As the song goes, a guy (the part sung by English-Jamaican singer RikRok) was caught cheating by his girlfriend. Despondent, he went to Jamaican-American reggae artist Shaggy for advice. The latter gave his version of “wisdom”: Deny everything. Regardless of facts and logic. Just repeatedly say: “It wasn’t me.” That song became one of the highest selling singles of 2000.
Unfortunately, the World Health Organization (WHO) seems to have taken Shaggy’s advice to heart.
Just last week, the WHO’s Special Envoy on COVID-19 David Nabarro said in an interview: “We in the World Health Organization do not advocate lockdowns as the primary means of control of this virus,” adding that “lockdowns just have one consequence that you must never ever belittle, and that is making poor people an awful lot poorer.”
Of course, lockdown supporters (writer Alex Berenson aptly calls them “Team Apocalypse”) tried to defend the WHO’s inconsistency. And yet, the WHO, particularly through its Director-General Tedros Adhanom Ghebreyesus, could be seen from April to June repeatedly encouraging countries to continue with their lockdowns and actually blamed countries that decided to lift lockdown restrictions for rising COVID-19 cases.
But all the flip-flopping, followed by attempts to dish off blame on someone else, is par for the course for the WHO this COVID-19 season: last February it mistakenly called out countries that wanted to issue travel bans on travelers from China; from March to early June the WHO correctly advised the public not to wear masks, only to reverse itself afterwards.
Nevertheless, Dr. Nabarro is right about lockdowns: “Look what’s happened to smallholder farmers all over the world. Look what’s happening to poverty levels. It seems that we may well have a doubling of world poverty by next year. We may well have at least a doubling of child malnutrition.”
Our own data has been saying this all along. As an example, take the snapshot as of Sept. 10 (23 days after the lifting of the Aug. 4-18 Modified Enhanced Community Quarantine or MECQ, the second strictest level of quarantine).
Were hospitals prevented from being overwhelmed? Were benefits attained? But if one looks at the NCR numbers for Aug. 4 (1st day of MECQ), there were 1,360 ward beds occupied and 413 occupied ICU beds. By the last day of the MECQ (Aug. 18), instead of a reduction, there were 1,377 ward beds occupied (an increase of 17 new patients) and 446 ICU beds (and increase of 33 patients). [*One should ignore the percentages stated in the Department of Health updates, as the total number of available beds changed several times. Instead look at the actual number of beds occupied.]

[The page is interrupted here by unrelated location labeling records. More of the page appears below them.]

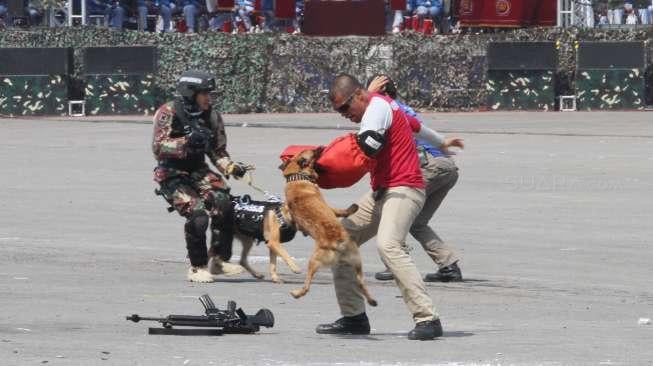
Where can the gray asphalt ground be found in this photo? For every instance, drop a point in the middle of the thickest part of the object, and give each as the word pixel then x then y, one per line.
pixel 552 217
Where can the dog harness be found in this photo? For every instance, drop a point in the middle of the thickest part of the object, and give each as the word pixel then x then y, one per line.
pixel 249 216
pixel 299 177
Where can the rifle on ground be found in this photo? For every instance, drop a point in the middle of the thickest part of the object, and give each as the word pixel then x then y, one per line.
pixel 215 322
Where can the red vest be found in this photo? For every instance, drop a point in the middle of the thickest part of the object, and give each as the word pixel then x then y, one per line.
pixel 397 163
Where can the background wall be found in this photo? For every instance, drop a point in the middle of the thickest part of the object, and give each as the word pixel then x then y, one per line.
pixel 284 73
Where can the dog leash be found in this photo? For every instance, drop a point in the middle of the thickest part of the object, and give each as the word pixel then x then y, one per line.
pixel 248 178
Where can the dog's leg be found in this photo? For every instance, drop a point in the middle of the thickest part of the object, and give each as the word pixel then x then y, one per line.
pixel 313 266
pixel 247 246
pixel 344 213
pixel 354 260
pixel 273 235
pixel 273 268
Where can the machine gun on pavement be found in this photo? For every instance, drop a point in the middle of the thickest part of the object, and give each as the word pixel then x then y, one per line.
pixel 216 322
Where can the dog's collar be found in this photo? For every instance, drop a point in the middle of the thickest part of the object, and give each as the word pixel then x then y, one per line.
pixel 298 177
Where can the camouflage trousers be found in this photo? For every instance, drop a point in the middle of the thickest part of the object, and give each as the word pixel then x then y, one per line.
pixel 201 196
pixel 440 175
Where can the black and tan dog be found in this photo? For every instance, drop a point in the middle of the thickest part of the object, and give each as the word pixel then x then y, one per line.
pixel 268 221
pixel 313 216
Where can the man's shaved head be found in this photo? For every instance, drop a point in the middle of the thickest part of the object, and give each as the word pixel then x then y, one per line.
pixel 348 97
pixel 343 85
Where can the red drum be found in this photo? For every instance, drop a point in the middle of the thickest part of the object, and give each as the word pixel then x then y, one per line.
pixel 226 5
pixel 427 28
pixel 398 5
pixel 284 9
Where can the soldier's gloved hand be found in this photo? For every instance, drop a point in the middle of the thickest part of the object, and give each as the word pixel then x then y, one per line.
pixel 197 140
pixel 238 170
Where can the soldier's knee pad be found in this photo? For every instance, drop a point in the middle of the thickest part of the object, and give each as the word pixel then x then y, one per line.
pixel 197 223
pixel 218 202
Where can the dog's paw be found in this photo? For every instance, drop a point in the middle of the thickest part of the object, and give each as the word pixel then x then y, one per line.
pixel 352 209
pixel 297 293
pixel 295 269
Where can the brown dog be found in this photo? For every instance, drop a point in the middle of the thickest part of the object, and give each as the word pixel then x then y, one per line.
pixel 314 217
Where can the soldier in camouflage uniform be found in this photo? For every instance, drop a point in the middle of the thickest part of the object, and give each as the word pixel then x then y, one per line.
pixel 185 131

Even allowing for time lag for incubation, by Sept. 1, there were 1,314 ward beds occupied (a mere decrease of 4.6%) and 445 ICU beds. But note, as of Sept. 10, as mentioned 23 days after lifting of the MECQ (and even allowing for a 12-14 day COVID-19 incubation period), for which pro-lockdown people were openly seen hoping for an upsurge in cases, instead there were only 1,235 beds occupied (a decrease of 10%) and 436 ICU (a decrease of 10 patients). The point is that the MECQ made no difference in the number of patients infected and needing to be hospitalized. In fact, if one looks at Aug. 18, there was a 40% increase in active cases during the 14 day MECQ but only a 9.6% increase in the 23 days after the lifting of the MECQ.
Lockdowns simply don’t work. One would think that people living in the world’s longest lockdown would know that.
The clincher, the proof that even pro-lockdown supporters don’t really believe in “following the science” was their increasingly hostile reaction when a number of renowned epidemiologists finally said “enough!”
Harvard’s Martin Kulldorff, PhD, Stanford’s Jay Bhattacharya, PhD, and Oxford’s Sunetra Gupta, PhD, came out this October with the Great Barrington Declaration, saying that “lockdown policies are producing devastating effects on short and long-term public health.” These experts instead recommended that:
Schools and universities should open for in-person teaching.
Extracurricular activities, such as sports, should resume.
Restaurants and other businesses should open.
Arts, music, and other cultural activities should resume.
The young and those not vulnerable should immediately be allowed to resume life as normal.
Practice simple hygiene measures, such as hand washing and staying home when sick.
Emphatically, these are not the products of hindsight. Medical and economic experts, and particularly this column have been saying the same things as far back as April.
Interestingly, Dr. Kulldorff even pointed out (in an interview with Spike on Oct. 9) that contract tracing “doesn’t work for COVID if it has already spread in the population.” Again, something this column pointed out back in May (“Thoughts in a triple lockdown”).
Perhaps the WHO should have listened more closely to RikRok. In the end, he wisely tells Shaggy that repeatedly saying “it wasn’t me” actually “makes no sense at all.”
Jemy Gatdula is a Senior Fellow of the Philippine Council for Foreign Relations and a Philippine Judicial Academy law lecturer for constitutional philosophy and jurisprudence.